Leader d’une organisation de la société civile, Hervé Ouattara a récemment séjourné en prison. Il avait été mis aux arrêts pour avoir contribué à organiser une marche non autorisée en vue de réclamer la démission du président Roch Kaboré. Au milieu de la foule, c’est un homme désormais libre qui parle.
« Tous les ingrédients étaient réunis pour que nous aboutissions à ce que nous vivons aujourd’hui. Le coup d’Etat était inévitable, les burkinabè appelaient cela de tous leurs vœux, dans la mesure où nous étions en train de toucher le fond, parce que le président n’a pas réussi à trouver les solutions pour venir à bout de l’hydre terroriste. Pis, la question de la gestion de la chose publique était scabreuse au point que le peuple ne s’y retrouvait plus », déclare-t-il.

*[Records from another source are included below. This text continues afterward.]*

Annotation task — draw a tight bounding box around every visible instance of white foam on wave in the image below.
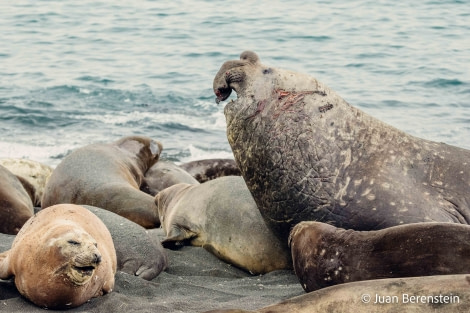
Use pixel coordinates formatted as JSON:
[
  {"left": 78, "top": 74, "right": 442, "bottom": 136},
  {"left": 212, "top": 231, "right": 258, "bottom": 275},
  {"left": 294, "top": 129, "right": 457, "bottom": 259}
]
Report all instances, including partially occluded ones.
[{"left": 76, "top": 111, "right": 226, "bottom": 130}]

Les drapeaux russe et malien brandis
Certains manifestants sont venus sur cette place, jadis appelée place de la révolution, avec des messages particuliers. Sana Boubacar lui brandit, un drapeau russe. Le jeune homme espère que les nouvelles autorités travailleront avec le pays de Vladimir Poutine. « Les russes travaillent honnêtement avec leurs partenaires, ce n’est pas comme la France. Depuis des années que nous coopérons avec la France dans la lutte contre le terrorisme, mais on ne voit rien comme résultats », croit-t-il savoir, sous l’approbation de ses camarades.

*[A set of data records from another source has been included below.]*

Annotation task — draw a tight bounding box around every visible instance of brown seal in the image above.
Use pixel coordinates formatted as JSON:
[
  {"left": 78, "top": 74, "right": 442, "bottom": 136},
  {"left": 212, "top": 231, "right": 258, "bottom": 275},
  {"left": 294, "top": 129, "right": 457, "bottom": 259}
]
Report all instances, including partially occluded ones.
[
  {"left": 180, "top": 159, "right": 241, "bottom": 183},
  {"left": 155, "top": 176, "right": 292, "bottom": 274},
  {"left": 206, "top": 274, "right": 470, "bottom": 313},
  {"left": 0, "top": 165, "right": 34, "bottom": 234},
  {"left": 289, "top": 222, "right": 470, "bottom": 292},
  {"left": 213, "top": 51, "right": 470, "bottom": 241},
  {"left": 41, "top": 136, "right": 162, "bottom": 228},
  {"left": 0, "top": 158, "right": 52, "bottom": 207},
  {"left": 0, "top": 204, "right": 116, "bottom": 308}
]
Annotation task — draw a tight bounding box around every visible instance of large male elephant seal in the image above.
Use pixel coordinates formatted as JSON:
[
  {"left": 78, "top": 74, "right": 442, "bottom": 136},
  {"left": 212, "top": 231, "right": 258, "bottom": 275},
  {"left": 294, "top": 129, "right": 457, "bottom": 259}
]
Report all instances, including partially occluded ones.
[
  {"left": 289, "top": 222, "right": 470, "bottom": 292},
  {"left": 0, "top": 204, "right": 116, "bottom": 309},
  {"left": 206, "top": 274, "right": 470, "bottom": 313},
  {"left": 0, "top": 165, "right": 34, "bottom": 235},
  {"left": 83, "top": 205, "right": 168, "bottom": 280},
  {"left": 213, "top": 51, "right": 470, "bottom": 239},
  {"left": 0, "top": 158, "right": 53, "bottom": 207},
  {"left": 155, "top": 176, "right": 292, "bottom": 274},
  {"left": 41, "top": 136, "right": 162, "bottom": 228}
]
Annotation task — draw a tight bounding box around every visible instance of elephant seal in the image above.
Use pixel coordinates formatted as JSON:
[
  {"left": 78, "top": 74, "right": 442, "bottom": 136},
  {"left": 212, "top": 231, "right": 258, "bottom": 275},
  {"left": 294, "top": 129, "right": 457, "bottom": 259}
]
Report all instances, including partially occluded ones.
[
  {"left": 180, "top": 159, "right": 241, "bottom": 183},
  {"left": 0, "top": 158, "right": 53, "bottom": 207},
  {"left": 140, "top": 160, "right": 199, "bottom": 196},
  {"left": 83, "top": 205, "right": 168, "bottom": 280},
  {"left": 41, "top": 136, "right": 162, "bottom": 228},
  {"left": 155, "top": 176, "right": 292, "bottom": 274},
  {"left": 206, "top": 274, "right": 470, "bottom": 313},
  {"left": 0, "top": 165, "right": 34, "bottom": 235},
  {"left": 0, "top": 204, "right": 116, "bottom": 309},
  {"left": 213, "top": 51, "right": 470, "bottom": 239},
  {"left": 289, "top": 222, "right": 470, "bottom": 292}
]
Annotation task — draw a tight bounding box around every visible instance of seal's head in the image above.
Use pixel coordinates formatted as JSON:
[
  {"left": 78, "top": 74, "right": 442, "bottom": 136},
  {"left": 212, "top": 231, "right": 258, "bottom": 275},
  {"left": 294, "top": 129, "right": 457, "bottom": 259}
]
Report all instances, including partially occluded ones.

Sans le dire, Hervé Ouattara lui aussi invite les nouvelles autorités à faire un choix judicieux des partenaires sur le front de la lutte antiterroriste. « Tout ce qui concerne la coopération entre notre Etats et les Etats européens qui n’arrivent pas à faire notre affaire, doit cesser. A partir de maintenant, nous devons prendre notre indépendance véritable et nous assumer comme indépendant », argue le manifestant.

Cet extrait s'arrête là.